Intel Kubernetes Service

What it is

A fully integrated Kubernetes platform used to manage and scale workloads, including load balancing, cluster management, failover support, batch execution, storage orchestration, and more.

Why use

  • Create clusters and automate AI workload deployments at low cost.

  • Orchestrate batches of parallel workloads in an LLM inference workflow.

  • Benchmark AI/ML workloads, using few to many nodes, to determine the most performant hardware.

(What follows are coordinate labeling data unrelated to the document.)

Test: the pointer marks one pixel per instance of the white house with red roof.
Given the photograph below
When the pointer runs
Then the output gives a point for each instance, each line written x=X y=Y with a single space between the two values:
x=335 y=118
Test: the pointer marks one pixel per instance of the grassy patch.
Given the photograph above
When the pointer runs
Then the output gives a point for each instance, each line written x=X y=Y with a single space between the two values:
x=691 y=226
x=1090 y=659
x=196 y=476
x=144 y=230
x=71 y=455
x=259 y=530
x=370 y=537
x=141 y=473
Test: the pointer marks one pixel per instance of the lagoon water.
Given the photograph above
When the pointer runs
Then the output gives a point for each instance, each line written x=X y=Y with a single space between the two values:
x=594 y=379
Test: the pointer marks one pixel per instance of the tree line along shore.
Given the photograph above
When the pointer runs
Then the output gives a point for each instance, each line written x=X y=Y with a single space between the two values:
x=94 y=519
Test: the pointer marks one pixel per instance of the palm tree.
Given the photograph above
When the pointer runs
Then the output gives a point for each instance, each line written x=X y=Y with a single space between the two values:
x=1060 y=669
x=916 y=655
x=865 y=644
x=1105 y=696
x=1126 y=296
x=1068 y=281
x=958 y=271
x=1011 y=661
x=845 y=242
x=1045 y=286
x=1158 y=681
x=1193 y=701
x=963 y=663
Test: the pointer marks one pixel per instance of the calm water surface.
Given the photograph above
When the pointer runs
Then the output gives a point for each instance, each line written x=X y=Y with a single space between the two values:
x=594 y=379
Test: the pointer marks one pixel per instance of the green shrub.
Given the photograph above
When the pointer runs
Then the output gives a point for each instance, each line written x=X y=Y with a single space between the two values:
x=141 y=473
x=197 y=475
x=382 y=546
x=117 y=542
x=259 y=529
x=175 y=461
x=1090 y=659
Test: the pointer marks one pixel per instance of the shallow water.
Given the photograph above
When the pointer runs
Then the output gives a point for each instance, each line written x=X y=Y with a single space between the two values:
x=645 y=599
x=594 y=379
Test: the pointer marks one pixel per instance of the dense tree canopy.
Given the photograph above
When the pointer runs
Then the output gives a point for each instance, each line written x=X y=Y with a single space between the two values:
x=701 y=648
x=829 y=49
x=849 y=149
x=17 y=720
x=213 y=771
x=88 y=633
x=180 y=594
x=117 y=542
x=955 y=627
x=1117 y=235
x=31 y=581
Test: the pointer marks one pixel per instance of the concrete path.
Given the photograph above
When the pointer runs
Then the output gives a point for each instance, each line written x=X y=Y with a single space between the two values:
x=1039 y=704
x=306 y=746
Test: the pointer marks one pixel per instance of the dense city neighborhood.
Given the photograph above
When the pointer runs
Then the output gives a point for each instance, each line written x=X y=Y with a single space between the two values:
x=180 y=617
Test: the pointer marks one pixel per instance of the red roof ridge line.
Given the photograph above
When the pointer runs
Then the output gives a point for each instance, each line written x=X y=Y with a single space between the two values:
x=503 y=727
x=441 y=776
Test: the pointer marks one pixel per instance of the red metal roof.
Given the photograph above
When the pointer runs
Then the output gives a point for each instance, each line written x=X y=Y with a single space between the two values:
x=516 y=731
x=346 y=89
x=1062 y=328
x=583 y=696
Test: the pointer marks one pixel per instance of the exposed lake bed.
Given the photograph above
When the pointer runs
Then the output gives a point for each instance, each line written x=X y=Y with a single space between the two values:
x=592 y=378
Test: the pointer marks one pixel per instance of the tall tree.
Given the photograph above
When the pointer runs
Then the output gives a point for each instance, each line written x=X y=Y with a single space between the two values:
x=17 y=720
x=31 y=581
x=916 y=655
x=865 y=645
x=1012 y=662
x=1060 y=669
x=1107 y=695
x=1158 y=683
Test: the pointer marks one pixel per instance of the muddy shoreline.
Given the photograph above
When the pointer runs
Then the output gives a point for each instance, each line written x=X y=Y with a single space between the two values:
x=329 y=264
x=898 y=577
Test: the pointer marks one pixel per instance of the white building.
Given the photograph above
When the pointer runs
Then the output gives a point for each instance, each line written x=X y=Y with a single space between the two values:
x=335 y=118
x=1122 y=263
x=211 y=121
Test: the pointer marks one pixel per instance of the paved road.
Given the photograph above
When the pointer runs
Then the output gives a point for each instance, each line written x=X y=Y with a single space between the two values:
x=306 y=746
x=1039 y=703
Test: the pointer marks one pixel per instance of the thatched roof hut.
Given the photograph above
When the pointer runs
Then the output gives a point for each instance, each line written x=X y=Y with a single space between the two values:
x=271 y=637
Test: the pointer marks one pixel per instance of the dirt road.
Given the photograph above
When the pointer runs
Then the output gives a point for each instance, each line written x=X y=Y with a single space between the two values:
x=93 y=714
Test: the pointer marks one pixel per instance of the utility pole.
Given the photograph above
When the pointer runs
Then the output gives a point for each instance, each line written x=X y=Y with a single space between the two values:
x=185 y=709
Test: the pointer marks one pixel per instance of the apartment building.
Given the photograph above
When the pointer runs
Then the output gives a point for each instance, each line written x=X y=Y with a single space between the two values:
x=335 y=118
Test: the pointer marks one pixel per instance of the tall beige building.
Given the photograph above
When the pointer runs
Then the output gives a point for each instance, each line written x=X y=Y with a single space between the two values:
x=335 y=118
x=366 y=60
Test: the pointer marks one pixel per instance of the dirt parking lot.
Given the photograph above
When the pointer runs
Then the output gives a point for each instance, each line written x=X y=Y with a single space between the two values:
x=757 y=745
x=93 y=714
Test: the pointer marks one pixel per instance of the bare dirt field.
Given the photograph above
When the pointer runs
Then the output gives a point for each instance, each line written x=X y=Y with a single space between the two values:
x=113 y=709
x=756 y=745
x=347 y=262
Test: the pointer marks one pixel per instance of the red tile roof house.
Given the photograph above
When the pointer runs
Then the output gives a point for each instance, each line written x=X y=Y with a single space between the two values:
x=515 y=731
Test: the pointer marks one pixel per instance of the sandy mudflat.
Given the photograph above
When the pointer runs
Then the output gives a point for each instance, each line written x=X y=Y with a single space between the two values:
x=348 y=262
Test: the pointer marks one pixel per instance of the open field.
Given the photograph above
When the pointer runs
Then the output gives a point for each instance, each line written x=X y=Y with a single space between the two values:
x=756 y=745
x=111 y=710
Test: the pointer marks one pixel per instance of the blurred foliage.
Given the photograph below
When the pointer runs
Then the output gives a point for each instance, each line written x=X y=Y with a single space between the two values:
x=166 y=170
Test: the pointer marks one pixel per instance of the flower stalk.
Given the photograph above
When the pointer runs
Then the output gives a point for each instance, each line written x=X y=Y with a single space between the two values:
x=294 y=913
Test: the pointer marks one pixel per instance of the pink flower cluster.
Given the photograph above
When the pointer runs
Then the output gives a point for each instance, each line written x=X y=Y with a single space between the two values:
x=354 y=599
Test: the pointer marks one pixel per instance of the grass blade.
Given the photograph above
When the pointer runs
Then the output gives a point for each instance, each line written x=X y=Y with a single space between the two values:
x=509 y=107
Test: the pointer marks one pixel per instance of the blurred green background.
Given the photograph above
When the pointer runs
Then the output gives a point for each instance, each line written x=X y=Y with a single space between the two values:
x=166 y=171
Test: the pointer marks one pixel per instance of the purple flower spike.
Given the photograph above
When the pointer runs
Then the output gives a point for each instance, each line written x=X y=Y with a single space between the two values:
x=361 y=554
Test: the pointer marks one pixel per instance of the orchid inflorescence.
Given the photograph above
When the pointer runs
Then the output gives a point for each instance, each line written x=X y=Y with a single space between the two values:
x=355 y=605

  • Discover methods to optimize inference when serving an open LLM.

        graph LR
 subgraph "Control Plane"
   apiSrv[API Server] -->|etcd| etcd[Etcd]
   cntrlMgr[Controller Manager] -->|apiSrv| apiSrv
   sched[Scheduler] -->|apiSrv| apiSrv
 end

 subgraph "Node 1"
   kubelet1[Kubelet] -->|apiSrv| apiSrv
   container1[Container] -->|kubelet1| kubelet1
 end

 subgraph "Node 2"
   kubelet2[Kubelet] -->|apiSrv| apiSrv
   container2[Container] -->|kubelet2| kubelet2
 end
    

Kubernetes Control Plane with Two Nodes

Where to start

In Kubernetes, you can:

  • Create a cluster and access the Kubernetes control plane.

  • Add worker node groups that use AI Accelerators.

  • Use kubeconfig to connect to your clusters.

  • Deploy services and run workloads at scale.